A role for C5a in augmenting IgG-dependent histamine release from basophils in chronic urticaria

Background: Histamine release in chronic urticaria is initiated by cross-linking of the a subunit of FcepsilonRI by means of IgG antibody, followed by complement activation. Objective: We sought to. further elucidate the mechanism by which complement augments histamine release and to assess the role of C5a. Methods: We first quantitated the ability of purified C5a to initiate basophil histamine release and to be inhibited by antibody directed to the C5a receptor. Using this antibody, we quantitated its ability to inhibit histamine release induced by sera from patients with chronic urticaria. We also compared the ability of normal serum, C5-depleted serum, and C5-depleted serum after reconstitution with C5 to augment histamine release by IgG isolated from patients with chronic urticaria. Results: As the concentration of C5a was increased up to 50 ng/mL, the percentage of histamine release increased and reached a plateau of 40% to 50%; this was inhibited by antibody to the C5a receptor.

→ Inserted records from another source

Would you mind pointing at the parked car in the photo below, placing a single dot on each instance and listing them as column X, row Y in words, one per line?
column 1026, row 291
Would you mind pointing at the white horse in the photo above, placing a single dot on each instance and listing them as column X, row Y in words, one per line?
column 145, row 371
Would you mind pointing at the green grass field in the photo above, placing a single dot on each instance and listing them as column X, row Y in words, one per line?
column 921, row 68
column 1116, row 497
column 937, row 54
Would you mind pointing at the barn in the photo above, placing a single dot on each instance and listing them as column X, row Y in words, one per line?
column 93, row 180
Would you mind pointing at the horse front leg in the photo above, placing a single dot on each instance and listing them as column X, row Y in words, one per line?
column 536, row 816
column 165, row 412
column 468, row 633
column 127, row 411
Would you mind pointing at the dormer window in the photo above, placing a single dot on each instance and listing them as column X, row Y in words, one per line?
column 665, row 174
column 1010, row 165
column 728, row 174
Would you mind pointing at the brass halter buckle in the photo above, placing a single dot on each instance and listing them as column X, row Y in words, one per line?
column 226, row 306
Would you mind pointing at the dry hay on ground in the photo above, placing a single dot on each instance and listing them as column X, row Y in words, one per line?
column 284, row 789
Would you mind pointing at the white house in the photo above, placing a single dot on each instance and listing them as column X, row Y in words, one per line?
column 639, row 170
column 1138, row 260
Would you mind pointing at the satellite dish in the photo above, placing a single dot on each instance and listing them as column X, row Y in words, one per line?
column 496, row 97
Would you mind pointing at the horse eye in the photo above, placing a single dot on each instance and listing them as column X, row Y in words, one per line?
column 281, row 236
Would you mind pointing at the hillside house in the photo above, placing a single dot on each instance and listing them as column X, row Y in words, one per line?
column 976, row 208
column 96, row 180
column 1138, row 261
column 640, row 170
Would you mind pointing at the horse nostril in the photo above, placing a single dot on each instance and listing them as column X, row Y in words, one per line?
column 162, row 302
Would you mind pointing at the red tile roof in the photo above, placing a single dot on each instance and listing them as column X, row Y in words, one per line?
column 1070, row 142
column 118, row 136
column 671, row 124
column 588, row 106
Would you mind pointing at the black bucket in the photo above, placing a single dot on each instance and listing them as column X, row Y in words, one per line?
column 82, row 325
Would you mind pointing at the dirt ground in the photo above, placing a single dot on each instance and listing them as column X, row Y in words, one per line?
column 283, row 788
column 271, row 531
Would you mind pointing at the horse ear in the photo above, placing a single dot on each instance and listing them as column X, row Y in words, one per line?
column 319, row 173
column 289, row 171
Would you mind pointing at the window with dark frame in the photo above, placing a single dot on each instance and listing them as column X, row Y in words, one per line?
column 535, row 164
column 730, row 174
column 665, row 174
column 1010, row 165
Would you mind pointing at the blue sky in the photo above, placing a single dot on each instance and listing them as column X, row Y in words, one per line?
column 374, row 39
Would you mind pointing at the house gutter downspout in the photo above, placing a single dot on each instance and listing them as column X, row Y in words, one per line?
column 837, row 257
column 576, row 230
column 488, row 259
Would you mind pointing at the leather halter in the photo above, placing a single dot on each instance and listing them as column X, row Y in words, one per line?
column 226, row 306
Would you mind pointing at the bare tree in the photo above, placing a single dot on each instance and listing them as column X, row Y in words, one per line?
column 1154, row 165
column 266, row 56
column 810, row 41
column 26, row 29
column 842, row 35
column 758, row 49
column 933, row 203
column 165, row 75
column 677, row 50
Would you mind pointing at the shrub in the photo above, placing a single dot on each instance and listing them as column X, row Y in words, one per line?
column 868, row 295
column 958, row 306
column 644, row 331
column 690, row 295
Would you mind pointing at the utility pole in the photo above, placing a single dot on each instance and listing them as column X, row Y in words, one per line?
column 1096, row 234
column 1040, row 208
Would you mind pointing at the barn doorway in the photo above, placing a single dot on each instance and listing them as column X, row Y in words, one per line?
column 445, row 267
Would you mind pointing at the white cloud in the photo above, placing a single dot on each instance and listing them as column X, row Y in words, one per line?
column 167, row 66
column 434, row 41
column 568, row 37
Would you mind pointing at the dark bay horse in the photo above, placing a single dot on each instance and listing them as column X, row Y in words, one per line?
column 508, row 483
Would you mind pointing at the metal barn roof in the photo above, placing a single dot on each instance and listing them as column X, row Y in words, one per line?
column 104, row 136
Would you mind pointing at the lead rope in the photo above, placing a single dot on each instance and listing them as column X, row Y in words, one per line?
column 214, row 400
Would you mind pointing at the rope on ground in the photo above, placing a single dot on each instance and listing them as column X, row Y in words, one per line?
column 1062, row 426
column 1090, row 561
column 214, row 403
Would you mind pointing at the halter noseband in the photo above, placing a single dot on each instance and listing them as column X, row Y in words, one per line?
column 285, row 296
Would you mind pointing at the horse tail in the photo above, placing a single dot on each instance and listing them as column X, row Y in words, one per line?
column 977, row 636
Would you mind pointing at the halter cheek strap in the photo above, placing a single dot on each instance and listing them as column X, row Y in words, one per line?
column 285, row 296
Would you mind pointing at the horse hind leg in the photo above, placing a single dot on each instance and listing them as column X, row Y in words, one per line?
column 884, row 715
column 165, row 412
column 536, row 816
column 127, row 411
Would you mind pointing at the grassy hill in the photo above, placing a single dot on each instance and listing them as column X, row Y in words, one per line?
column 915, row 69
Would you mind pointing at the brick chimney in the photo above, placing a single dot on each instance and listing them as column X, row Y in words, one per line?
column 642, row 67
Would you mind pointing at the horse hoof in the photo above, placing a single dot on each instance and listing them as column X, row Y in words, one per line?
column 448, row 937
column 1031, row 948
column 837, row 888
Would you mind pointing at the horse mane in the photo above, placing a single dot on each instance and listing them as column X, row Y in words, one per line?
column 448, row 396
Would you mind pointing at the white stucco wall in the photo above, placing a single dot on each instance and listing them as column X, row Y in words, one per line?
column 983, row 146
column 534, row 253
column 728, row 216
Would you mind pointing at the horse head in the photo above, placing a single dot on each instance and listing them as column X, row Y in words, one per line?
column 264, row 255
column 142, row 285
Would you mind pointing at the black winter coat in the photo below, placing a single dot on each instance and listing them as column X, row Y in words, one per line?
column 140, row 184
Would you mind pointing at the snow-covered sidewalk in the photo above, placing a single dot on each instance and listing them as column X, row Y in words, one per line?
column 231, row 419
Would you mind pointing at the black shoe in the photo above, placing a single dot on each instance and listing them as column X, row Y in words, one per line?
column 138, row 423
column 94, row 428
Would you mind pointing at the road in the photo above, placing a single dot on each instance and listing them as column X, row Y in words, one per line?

Preincubation of basophils with antibody to the C5a receptor inhibited basophil histamine release from 15 sera tested, with a range of 4% to 39%. Histamine release caused by patient IgG was augmented when normal serum was added but not when C5-depleted serum was substituted for normal serum. Augmentation of histamine release by patient IgG was again obtained when CS-depleted serum was reconstituted with C5. Conclusion: Our conclusion is that pathogenic IgG cross-links the IgE receptor directly to cause histamine release, and activation is augmented by complement. C5a is the complement agonist that is responsible for the augmented histamine release.